Burley High School is a four-year secondary school in Burley, Idaho, the largest of four traditional high schools in the Cassia County School District #151. Its official title is Burley Senior High School.

==Facilities==
The King Fine Arts Center, located at the southern end of the school and functioning semi-independently from it, is a performing arts center with seating for 1,200 attendees, which regularly hosts plays, concerts, and community events.

The school also includes Skagg's Field, a sports complex built in 2008.

The school's current address is 2100 Parke Avenue.

==History==
The previous school was built in the 1950s, residing at the locally known address of #1 Bobcat Boulevard, and the building still exists as a satellite campus for the College of Southern Idaho.
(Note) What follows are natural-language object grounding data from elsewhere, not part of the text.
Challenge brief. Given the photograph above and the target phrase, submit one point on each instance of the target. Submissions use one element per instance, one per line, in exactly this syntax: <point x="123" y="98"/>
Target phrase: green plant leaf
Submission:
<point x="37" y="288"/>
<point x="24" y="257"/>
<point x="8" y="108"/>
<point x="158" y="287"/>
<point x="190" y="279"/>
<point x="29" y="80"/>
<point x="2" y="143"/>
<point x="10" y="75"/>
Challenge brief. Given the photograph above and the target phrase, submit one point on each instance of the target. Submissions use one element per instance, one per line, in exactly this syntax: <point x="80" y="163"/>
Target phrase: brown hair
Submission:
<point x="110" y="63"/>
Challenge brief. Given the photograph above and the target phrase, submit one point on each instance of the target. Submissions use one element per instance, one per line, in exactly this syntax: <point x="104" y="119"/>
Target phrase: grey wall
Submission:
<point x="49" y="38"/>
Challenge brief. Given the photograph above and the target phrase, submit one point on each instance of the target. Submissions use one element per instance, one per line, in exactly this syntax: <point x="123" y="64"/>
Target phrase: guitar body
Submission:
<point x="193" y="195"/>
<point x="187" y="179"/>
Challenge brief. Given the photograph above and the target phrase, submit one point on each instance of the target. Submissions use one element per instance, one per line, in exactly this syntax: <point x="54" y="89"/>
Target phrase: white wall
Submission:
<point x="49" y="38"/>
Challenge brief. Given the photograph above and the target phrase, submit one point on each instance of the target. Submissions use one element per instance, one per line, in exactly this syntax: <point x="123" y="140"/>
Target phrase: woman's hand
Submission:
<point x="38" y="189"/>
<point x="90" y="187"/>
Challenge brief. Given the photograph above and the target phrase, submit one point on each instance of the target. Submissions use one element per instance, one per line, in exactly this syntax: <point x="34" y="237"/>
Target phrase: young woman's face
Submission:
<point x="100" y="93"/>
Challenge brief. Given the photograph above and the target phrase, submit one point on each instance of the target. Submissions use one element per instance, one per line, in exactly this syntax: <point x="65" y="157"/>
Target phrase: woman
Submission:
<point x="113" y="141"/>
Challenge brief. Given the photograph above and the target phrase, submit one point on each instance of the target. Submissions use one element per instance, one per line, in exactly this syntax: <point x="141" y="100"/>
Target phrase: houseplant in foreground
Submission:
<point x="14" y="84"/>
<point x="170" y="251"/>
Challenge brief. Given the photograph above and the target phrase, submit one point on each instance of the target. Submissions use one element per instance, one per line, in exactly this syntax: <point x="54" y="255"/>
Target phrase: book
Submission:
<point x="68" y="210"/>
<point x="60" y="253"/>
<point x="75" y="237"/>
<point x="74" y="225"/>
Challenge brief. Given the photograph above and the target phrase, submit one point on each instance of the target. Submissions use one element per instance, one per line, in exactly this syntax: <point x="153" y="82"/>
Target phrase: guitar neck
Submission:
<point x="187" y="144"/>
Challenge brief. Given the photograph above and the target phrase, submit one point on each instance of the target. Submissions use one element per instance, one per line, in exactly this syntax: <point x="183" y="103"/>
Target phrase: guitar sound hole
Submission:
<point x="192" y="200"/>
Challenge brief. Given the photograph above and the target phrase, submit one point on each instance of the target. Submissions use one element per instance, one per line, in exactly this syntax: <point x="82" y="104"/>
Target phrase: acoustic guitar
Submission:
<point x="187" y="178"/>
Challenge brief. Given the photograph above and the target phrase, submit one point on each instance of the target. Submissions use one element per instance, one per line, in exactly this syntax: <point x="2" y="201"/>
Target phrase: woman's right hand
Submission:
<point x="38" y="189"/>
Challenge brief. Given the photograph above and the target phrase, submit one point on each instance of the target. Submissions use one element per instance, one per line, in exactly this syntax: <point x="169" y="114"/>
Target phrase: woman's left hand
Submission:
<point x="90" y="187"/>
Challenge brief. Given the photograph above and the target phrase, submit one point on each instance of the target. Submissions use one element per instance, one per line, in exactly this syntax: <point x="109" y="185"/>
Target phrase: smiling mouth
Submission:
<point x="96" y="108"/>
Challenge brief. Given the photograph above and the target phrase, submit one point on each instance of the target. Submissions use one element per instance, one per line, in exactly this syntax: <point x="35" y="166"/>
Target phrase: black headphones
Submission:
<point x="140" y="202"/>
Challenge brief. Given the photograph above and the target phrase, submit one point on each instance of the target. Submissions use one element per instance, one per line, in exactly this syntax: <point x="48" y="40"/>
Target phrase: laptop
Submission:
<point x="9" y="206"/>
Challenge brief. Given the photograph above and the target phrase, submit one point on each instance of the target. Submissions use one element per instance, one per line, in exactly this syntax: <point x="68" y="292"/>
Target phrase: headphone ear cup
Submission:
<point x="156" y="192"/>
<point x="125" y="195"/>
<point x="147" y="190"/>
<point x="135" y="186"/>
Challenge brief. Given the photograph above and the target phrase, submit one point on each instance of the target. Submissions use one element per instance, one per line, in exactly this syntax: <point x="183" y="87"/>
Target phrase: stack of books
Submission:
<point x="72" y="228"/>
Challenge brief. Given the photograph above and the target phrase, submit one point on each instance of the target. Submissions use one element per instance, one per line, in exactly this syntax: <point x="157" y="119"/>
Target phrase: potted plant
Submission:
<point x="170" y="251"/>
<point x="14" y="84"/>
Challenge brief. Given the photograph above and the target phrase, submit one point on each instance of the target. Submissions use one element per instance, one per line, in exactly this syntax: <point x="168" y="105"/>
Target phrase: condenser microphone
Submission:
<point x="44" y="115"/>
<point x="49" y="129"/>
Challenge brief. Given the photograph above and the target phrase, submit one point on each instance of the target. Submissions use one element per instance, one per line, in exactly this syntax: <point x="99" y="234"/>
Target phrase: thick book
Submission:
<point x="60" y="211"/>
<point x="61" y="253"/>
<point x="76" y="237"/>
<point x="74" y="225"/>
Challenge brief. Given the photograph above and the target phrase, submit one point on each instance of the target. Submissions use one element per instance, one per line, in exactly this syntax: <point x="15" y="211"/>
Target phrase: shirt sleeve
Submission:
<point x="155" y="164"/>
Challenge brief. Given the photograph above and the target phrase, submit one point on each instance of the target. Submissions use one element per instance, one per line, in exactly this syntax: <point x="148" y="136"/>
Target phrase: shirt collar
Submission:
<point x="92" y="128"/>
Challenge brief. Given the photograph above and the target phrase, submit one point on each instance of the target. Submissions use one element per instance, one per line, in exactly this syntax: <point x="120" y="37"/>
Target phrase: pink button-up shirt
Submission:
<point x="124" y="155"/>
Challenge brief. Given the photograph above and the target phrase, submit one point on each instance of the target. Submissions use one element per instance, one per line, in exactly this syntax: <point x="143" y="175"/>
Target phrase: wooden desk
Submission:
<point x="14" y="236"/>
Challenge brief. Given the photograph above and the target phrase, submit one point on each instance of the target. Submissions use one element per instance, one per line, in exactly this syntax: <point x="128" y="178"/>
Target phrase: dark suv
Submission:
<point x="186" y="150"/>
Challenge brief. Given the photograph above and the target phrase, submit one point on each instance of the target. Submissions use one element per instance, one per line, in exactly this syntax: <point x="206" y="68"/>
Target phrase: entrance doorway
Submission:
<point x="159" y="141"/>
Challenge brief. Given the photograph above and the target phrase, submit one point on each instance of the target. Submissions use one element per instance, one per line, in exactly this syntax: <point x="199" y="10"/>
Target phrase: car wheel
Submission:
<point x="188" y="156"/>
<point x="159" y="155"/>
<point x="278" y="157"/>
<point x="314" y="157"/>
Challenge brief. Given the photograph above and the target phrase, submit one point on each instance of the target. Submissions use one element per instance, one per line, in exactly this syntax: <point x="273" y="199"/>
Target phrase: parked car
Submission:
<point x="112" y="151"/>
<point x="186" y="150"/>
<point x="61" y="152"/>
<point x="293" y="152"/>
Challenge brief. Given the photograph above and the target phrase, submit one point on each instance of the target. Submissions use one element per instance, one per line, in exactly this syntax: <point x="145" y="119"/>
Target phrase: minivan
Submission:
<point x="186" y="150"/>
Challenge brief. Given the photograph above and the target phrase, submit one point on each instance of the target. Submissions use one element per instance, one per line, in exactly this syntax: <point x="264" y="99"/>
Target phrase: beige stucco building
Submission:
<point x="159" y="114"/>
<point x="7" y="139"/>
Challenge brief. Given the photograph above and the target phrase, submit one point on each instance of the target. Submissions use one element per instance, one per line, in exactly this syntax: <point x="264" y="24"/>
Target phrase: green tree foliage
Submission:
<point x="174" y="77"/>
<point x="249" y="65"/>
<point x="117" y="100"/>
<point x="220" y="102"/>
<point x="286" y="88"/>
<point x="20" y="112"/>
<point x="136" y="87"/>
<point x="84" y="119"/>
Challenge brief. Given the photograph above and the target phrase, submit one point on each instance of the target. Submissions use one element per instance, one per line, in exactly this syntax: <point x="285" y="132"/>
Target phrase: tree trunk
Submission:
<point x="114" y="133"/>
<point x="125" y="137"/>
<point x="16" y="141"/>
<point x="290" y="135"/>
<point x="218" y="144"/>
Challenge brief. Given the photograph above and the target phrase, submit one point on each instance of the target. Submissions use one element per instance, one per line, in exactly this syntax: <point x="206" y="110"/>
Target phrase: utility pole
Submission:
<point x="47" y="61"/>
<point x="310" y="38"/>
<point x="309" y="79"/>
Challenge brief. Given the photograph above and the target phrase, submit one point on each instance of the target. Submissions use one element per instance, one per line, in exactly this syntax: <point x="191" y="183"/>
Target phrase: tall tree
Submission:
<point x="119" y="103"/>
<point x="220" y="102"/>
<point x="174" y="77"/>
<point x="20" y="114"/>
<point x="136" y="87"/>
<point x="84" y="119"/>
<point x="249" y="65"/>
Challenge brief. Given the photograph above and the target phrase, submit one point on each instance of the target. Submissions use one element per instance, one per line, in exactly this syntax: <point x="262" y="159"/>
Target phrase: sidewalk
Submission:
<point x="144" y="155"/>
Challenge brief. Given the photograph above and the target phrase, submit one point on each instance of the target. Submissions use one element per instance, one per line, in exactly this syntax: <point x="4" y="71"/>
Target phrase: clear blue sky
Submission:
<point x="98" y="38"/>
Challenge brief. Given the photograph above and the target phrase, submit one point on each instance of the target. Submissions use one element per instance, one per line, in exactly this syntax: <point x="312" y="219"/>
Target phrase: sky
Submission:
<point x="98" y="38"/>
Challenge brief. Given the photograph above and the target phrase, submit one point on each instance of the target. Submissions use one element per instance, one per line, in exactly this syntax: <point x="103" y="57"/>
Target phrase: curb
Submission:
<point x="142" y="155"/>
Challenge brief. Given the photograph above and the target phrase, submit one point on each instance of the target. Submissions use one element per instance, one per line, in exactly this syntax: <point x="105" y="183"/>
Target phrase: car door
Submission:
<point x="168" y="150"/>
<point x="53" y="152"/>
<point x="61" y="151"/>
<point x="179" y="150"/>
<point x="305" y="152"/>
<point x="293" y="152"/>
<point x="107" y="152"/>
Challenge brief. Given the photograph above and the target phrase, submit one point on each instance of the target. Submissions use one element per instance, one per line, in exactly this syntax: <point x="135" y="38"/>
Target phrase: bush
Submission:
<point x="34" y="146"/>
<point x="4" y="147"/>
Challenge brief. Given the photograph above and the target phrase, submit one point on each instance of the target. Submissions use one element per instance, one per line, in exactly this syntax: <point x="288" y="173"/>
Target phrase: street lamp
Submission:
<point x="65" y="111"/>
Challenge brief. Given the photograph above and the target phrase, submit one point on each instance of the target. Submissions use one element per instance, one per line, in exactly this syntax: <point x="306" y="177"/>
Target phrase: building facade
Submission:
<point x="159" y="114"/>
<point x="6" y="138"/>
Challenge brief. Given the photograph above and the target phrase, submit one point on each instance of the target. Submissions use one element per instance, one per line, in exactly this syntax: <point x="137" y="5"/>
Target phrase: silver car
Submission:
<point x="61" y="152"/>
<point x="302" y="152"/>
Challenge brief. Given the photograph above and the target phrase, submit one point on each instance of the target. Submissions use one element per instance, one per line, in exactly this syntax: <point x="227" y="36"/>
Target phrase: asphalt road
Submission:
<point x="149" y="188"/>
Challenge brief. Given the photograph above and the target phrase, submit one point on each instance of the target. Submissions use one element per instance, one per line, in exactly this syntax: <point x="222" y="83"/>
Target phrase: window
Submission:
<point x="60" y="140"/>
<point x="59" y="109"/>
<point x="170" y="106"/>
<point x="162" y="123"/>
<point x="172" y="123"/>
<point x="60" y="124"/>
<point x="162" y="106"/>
The school's current facility has been in use since Spring semester 1999. Until the 2006-07 school year, BHS was exclusively a three-year senior high school, with the freshman class attending Burley Junior High School.

In 2018, Burley's assistant principal, Andrew Wray, was named Assistant Principal of the Year by the Idaho Association of School Administrators.
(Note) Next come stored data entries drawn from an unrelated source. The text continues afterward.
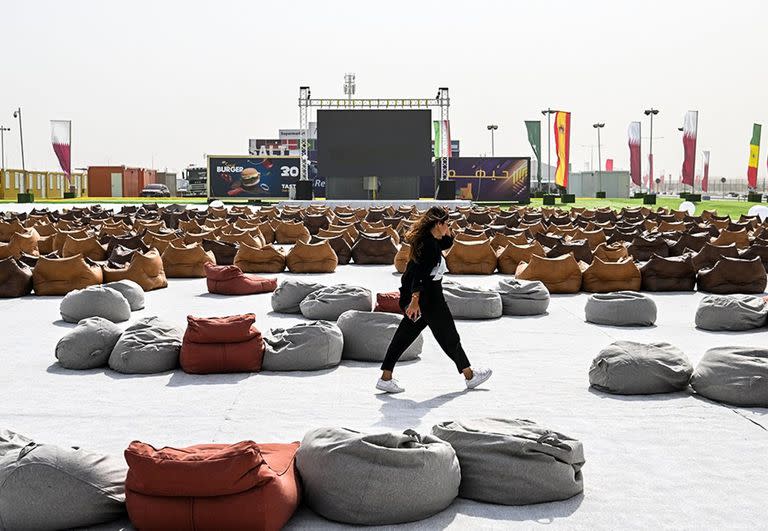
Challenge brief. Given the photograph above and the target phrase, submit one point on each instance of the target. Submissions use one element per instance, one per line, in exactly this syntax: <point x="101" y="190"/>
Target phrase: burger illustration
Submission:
<point x="249" y="178"/>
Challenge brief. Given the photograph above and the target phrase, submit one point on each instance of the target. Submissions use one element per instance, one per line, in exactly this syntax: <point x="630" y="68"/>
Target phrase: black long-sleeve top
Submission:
<point x="418" y="273"/>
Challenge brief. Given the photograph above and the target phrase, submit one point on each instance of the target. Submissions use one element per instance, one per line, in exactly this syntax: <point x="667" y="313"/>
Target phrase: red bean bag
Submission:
<point x="388" y="302"/>
<point x="230" y="280"/>
<point x="221" y="345"/>
<point x="213" y="486"/>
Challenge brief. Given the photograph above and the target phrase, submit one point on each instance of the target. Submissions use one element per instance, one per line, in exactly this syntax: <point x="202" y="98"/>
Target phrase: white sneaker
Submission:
<point x="478" y="377"/>
<point x="389" y="386"/>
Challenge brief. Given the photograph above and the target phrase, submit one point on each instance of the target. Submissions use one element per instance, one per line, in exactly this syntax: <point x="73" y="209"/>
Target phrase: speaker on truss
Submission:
<point x="446" y="190"/>
<point x="304" y="191"/>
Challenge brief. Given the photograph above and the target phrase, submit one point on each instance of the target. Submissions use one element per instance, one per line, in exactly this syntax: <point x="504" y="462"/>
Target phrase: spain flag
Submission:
<point x="563" y="147"/>
<point x="754" y="156"/>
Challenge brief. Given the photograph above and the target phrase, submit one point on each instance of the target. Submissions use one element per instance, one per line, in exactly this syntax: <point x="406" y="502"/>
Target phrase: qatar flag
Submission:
<point x="61" y="138"/>
<point x="690" y="128"/>
<point x="634" y="153"/>
<point x="705" y="178"/>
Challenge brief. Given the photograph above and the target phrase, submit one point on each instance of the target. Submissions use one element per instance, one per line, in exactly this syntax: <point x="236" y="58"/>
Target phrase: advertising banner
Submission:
<point x="491" y="178"/>
<point x="248" y="176"/>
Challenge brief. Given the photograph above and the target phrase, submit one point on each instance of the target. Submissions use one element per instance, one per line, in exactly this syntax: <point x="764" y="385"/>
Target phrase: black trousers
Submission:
<point x="436" y="315"/>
BHS's graduating class of 2023 had 240 graduates, hosting one of its largest graduations ever. Two-thirds of the graduating class intends to pursue higher education: 56% at a university or state college, and 10% through a trade school.

==Athletics==
Burley competes in athletics in IHSAA Class 4A the second-highest classification, and is a member of the Great Basin (West) Conference with Minico (near Rupert), Jerome, and Wood River (Hailey), Twin Falls and Canyon Ridge (Twin Falls).
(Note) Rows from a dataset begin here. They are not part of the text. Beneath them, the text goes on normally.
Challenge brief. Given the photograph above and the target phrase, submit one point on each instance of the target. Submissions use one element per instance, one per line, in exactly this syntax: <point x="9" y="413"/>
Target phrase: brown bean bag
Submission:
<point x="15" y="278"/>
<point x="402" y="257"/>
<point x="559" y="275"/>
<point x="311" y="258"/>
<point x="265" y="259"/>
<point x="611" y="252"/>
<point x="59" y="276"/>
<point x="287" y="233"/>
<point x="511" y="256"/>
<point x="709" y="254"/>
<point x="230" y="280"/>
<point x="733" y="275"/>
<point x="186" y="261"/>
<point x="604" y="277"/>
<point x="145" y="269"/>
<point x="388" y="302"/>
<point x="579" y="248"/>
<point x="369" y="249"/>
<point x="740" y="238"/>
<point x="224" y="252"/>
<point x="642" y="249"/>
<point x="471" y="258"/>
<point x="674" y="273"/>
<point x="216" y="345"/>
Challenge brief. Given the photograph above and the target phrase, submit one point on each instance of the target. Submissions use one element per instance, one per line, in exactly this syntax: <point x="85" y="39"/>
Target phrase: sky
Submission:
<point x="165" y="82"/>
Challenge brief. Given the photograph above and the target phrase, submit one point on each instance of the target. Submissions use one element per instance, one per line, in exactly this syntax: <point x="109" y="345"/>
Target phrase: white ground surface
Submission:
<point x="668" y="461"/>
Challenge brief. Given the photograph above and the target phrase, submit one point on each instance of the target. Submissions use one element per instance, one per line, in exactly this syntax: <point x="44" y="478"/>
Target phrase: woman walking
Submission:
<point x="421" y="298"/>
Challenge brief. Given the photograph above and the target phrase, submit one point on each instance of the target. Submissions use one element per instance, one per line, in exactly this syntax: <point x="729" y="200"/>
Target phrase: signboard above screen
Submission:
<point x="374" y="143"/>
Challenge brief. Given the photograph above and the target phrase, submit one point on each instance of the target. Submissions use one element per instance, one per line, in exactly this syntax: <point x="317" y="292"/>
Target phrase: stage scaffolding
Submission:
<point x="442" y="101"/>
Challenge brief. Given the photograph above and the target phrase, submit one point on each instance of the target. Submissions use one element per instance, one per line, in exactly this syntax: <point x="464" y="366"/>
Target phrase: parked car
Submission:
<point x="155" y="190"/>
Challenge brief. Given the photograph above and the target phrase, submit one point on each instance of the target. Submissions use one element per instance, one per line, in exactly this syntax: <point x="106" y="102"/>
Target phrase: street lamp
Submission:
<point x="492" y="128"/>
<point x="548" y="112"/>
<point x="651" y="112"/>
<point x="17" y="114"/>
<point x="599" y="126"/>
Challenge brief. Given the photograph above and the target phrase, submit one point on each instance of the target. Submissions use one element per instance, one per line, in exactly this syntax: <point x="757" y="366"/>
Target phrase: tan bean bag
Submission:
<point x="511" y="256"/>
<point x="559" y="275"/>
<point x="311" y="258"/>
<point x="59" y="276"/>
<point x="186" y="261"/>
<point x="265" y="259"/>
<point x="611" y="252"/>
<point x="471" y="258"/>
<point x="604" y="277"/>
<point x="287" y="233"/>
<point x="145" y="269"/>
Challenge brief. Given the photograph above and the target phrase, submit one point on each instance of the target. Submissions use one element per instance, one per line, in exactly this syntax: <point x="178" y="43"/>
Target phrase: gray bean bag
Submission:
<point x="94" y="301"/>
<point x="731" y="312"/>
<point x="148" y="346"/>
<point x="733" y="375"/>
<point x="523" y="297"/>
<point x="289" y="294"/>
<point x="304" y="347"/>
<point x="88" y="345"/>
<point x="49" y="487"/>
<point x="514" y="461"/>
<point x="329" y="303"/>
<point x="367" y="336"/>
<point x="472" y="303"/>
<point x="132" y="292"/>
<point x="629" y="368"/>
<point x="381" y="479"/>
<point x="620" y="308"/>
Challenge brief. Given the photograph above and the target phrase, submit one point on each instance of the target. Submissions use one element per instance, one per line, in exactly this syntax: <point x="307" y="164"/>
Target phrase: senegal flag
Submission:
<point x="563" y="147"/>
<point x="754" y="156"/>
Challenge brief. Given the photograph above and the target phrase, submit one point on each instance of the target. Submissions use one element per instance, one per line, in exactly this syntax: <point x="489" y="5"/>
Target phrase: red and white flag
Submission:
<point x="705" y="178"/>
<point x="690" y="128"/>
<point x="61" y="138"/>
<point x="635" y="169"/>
In the 2022–23 school year, Burley's football team ended a 13-year postseason drought and recorded their second winning season in 18 years. Gatlin Bair, a 4-star wide receiver and Idaho’s top-rated college prospect for the 2024 recruiting class, was a senior at Burley High. Bair also holds the Idaho high school state records for the 100- and 200-meter dashes, and won the 2023 Idaho Gatorade Boys Track & Field Player of the Year award.

===State titles===
Boys
- Basketball (6): 1935, 1941, (A-1, now 5A) 1991, (A-2, now 4A) 1992; (4A) 2007, 2008
- Track (2): 1921, 1922 (one class)

Girls
- Basketball (3): (4A) 2007, 2018, 2022.